4 August 2022

Do lockdowns and masks work for our patients?

COVID-19

In what’s believed to be the first study of its kind, a COVID-19 Global Rheumatology Alliance (GRA) data analysis has combined individual-level and regional-level data to identify links between environmental and societal factors and covid outcomes in rheumatic disease patients.

The authors said that in highlighting the importance of environmental and societal policy changes in mitigating risk for severe covid outcomes, the findings “provide powerful motivation” and lay the foundation for new research and initiatives to address global disparities.

It’s estimated that country-level covid fatality rates range from 0.5% to 20% in the general population, although the reasons for such discrepancies are not fully known.

Among rheumatic disease patients, individual risk factors for poor covid outcomes have been identified, with strategies to mitigate risk applied at patient level. However, while regional variations in individual risk factors for poor covid outcomes may account for some of the global disparities in this patient group, it’s a relatively small contribution.

The aim of the current research, published in the Lancet Rheumatology, was to explore the association between country-level variations in covid-related mortality in rheumatic disease patients and environmental and societal factors.

The study included over 14,000 rheumatic disease patients with a covid diagnosis from 23 countries across four continents entered in the GRA registry – mostly from Europe and North America.

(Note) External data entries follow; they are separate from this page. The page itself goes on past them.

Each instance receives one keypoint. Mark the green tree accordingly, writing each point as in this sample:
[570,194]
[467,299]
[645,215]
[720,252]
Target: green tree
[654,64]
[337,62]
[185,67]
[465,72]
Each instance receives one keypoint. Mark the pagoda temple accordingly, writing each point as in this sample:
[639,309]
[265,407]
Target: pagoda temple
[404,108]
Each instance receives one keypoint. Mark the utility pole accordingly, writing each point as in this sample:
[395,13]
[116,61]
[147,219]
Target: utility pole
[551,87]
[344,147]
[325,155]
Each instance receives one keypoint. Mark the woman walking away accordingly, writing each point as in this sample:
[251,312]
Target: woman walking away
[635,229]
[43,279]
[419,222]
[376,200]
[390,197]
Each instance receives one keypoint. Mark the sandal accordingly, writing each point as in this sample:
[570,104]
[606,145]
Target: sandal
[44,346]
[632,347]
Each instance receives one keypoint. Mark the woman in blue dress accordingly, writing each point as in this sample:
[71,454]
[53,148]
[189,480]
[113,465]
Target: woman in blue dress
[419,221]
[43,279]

Most of the patients were female (73%) and the mean age was 54. The most common diagnoses were rheumatoid arthritis, SLE and psoriatic arthritis.

The primary endpoint was covid-related fatality, with a total of 865 deaths recorded (6.2%).

The analysis controlled for individual-level demographics, rheumatic disease diagnosis and activity, medications, comorbidities and follow-up time.

Some of the key factors independently associated with higher odds of covid-related death were low country socioeconomic status (using median age as a proxy); environmental exposures, in particular air pollution; high demands on or reduced capacity of health resources; few government-imposed containment measures, such as school closures, travel restrictions, mask wearing, testing policy and contact tracing; proportion of the population aged 65 and older; and population mobility, for which visits to workplaces, supermarkets and pharmacies were proxy.

Conversely, higher human development index, number of hospital beds and strictness of government response were associated with fewer deaths.

Strengths of the study include the large and widespread study population, while limitations include the potential of reporting bias.

“Our findings consolidate the need for policy changes that ensure equitable access to COVID-19 testing, treatment, and effective vaccination or pre-exposure prophylaxis in patients at high risk; timely and effective government response on face coverings, closures, travel controls, and restrictions on public gatherings; policies on air pollution and clean energy production; and action to alleviate global poverty,” the authors wrote.